Now as for the relevance to CAS principles, both EcoJustice and Ecopedagogy call for educators learning to recognize and resist the way human supremacy together with Eurocentric colonial assumptions about domination (ie classism, sexism, racism, ableism, and heteronormativity to name a few). They are informed heavily by CAS and I think they bring attention from educators to CAS work. Recently, I was having a conversation with CAS scholar-activist Helena Pedersen and she and I were discussing how while CAS is growing quite fast in activist communities and that those growths were seeming to crop up in higher education around in areas of rights, law, philosophy, anthropology, and sociology but yet there seems to be a slow movement in education. I think this is where EcoJustice and Ecopedagogy come in and are really seeding that movement and closely aligned with CAS principals in educational spaces. The difference is that most CAS scholarship focuses on animals (which is fine)—although there are exceptions from specific groups like ICAS and other intersectional activist groups that do recognize the connections between animal liberation and the abolishment of social injustices and environmental degradation. EcoJustice and Ecopedagogy as well as other ecocritical frameworks explicitly call for a multispecies justice and extends that call to include all aspects of the environment and in education. I guess the short answer is that EcoJustice and Ecopedagogy are akin to CAS—like groups of radical folks taking action in both higher education, community activism, and PreK-12 classrooms. Now, I will end my response to this question saying that I’m really excited about Critical Animal Pedagogies (CAP) and the associated Radical Animal Pedagogies which grew out of mainly Anthony Nocella in ICAS recognizing that some CAS scholarship wasn’t quite that radical anymore and in particular growing from ICAS and ongoing dialogues among the diverse members it became important that CAS scholars-activists recognized education as a central part of the CAS activism and so those bodies of work are inspiring and I’d say draw on frameworks like EcoJustice, Ecopedagogy, and other critical frameworks.

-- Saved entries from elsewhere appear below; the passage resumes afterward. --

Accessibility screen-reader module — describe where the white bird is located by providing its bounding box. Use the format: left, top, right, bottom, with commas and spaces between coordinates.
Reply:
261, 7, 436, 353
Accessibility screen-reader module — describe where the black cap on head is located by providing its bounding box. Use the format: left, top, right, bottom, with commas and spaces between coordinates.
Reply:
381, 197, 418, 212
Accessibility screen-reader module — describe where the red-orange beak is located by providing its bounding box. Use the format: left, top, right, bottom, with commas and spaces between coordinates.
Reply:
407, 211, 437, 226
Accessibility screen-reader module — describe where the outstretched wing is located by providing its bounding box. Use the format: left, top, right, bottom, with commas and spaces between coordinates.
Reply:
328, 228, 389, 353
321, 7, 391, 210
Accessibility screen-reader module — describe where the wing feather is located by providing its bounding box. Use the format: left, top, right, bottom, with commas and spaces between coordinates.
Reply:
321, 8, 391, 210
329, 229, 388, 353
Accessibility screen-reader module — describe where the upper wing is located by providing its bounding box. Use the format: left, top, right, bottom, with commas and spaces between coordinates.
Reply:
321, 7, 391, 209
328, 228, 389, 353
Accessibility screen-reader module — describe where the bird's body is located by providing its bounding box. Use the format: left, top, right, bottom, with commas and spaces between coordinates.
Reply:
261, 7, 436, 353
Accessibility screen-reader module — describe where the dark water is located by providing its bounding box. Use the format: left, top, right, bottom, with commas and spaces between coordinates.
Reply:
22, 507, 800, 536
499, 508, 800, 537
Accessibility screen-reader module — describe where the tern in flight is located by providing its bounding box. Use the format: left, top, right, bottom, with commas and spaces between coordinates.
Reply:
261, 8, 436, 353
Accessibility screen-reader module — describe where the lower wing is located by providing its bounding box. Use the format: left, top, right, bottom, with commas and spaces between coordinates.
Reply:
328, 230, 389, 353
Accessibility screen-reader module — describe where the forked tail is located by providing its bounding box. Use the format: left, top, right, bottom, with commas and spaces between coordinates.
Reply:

ACB – Having published many articles and books and lectured for many years, what would you advise young scholar-activists? What are your best and worst experiences as a scholar-activist who advocates for the end of nonhuman animal oppression?

JL – I think initial my advice is to read a lot! I mean read a lot and widely with attention to diverse authors. Read academic work but also read zines, blogs, listen to music, watch films, etc.  I think the more we read the more we learn and develop our understandings for the complex work we are teaching and writing about. I think in addition to reading a lot, it is just as important to find one’s writing process. We are all quite different in our process. Some folks I talk to write daily or they binge write in more of a retreat style or weekend time block. I know enough now to recognize that many of the most important and underrepresented voices in critical work are often those who have very little time to write and so it’s important to acknowledge that and to help create spaces for those voices to write and publish. That can be incarcerated authors, parents, or any of the growing number of radical scholar-activists working endless hours to survive and keep their heads above water financially, etc.  It’s also about recognizing that knowledge isn’t only in writing or coming from those with a certain command of the conventions of the Queen’s English.  

Read a lot, find routines for writing, and be open to learning from and with diverse voices and species. Really commit to learning from those not like you—whether that be gender, sexuality, race, class, ability, and/or species. Listen closely to their diverse experiences and commit to the work of abolishing the ways that they experience injustice often as a part of upholding the privileges many of us take for granted as part of everyday life. So, I think the other part of advice I’d offer is to be genuinely willing to let go and actually work toward that change. It’s one thing to talk to talk but it’s entirely another thing to talk the talk and walk the walk.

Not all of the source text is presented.